CÔTE D’IVOIRE/AFFAIRE CANAL+ : LES CHAPEAUX ROUGES SAISISSENT LE CONSEIL D’ÉTAT CONTRE L’ÉTAT IVOIRIEN
Cahié Kunta, en costume, mène un combat noble
Abidjan, 25 aout 2026 – Ils n’avaient pas encore tout dit, et c’est justement pour ça qu’ils ont convoqué la presse nationale, hier lundi 24 août, dans la matinée, à Yopougon Palais de justice. Les Chapeaux Rouges, ce collectif qui s’est fait connaître ces derniers mois par ses actions coup de poing en faveur des consommateurs, ont franchi une nouvelle étape dans leur bras de fer avec Canal+ et, plus largement, avec les autorités du pays.
Devant une salle comble, Cahié Kunta, le président du mouvement, a annoncé la nouvelle sans détour. Après avoir tenté toutes les portes du dialogue, ils ont décidé de saisir le Conseil d’État contre l’État de Côte d’Ivoire. Une décision qui, selon lui, n’a pas été prise à la légère, mais qui s’imposait après des mois de démarches restées sans réponse satisfaisante.
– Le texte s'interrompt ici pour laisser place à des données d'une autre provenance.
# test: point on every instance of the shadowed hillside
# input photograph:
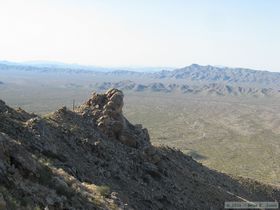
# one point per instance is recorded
(93, 158)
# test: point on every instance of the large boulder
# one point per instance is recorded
(106, 109)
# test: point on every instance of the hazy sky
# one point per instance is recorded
(171, 33)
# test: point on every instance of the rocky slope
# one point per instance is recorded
(93, 158)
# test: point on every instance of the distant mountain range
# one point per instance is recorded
(194, 74)
(217, 89)
(80, 68)
(209, 73)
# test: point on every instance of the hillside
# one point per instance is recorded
(94, 158)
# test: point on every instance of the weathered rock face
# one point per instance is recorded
(67, 160)
(106, 109)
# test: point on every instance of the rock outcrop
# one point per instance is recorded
(106, 109)
(93, 158)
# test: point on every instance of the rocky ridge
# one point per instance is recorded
(94, 158)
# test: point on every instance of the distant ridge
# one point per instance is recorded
(216, 89)
(209, 73)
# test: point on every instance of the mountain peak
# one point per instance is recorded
(93, 158)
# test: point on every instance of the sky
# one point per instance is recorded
(139, 33)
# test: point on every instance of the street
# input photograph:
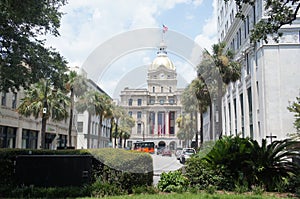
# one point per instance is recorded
(164, 164)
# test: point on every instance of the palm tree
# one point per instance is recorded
(117, 112)
(87, 102)
(228, 70)
(199, 87)
(96, 104)
(41, 101)
(126, 124)
(76, 85)
(103, 110)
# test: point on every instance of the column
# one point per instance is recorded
(167, 129)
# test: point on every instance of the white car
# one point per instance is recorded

« Notre combat n’a jamais été dirigé contre les abonnés, ni même contre Canal+ en tant qu’entreprise, a d’emblée tenu à préciser Cahié Kunta. Nous défendons les consommateurs ivoiriens, point. Et pour cela, nous avons d’abord privilégié le dialogue, multiplié les rencontres, écrit, interpellé la HACA, et même déposé une mise en demeure avec un délai de cinq jours. » Mais visiblement, ces efforts n’ont pas suffi à débloquer la situation.

Le cœur du litige, on le sait, porte sur l’accès aux chaînes nationales sur les bouquets payants. Les Chapeaux Rouges estiment que ces chaînes devraient être disponibles gratuitement, ou du moins dans des conditions plus claires et plus équitables pour le consommateur. « Nous ne demandons pas un privilège, nous demandons simplement que le droit soit dit », a martelé leur président, en insistant sur le caractère pacifique et légal de leur démarche.
Mais ce qui a sans doute fait réagir plus d’un journaliste, c’est la référence appuyée au Burkina Faso. Là-bas, les autorités ont récemment infligé une amende de 200 millions de francs CFA à Canal+ Afrique pour des faits similaires. Sans vouloir copier le voisin, Cahié Kunta a posé une question qui, elle, n’est pas innocente : « Pourquoi ce qui fait l’objet d’un contrôle et de sanctions dans un pays voisin ne pourrait-il pas faire l’objet d’un examen sérieux en Côte d’Ivoire ? » Une interrogation que beaucoup, dans l’assistance, ont trouvée légitime.
Par ailleurs, les Chapeaux Rouges ne se contentent pas de dénoncer. Ils ont aussi proposé des alternatives, notamment en encourageant les populations à se tourner vers la TNT, qui permet d’accéder aux chaînes nationales sans abonnement mensuel. Des campagnes de sensibilisation ont d’ailleurs été menées sur le terrain, et le mouvement assure que les Ivoiriens sont de plus en plus nombreux à vouloir comprendre leurs droits.
Cahié Kunta a également tenu à rassurer : « Nous ne sommes pas des juges, nous ne prétendons pas avoir le dernier mot. Nous demandons simplement aux juges de faire leur travail. » Et d’ajouter, en s’adressant directement à l’État : « Nous ne sommes pas vos ennemis. Nous sommes des citoyens, des contribuables, des consommateurs. Nous avons choisi la voie légale, et nous respecterons la décision qui sera rendue. »
Un message similaire a été adressé à Canal+. Pas de confrontation, mais une exigence de clarté et de transparence. « Nous voulons que les règles soient respectées, et que les consommateurs ne soient pas les oubliés de cette histoire », a-t-il insisté.
Enfin, le président des Chapeaux Rouges a lancé un appel au calme aux Ivoiriens, leur demandant de rester mobilisés mais pacifiques, et de ne s’en prendre ni aux employés de Canal+ ni à ses infrastructures. « Notre combat reste citoyen et légal », a-t-il conclu, avant de remercier la presse pour sa présence.
Reste maintenant à voir comment le Conseil d’État accueillera cette requête. Une chose est sûre, les Chapeaux Rouges ne comptent pas lâcher le morceau. Et ils ont déjà prévenu, quoi qu’il arrive, ils iront jusqu’au bout de leur engagement pour la défense des consommateurs ivoiriens.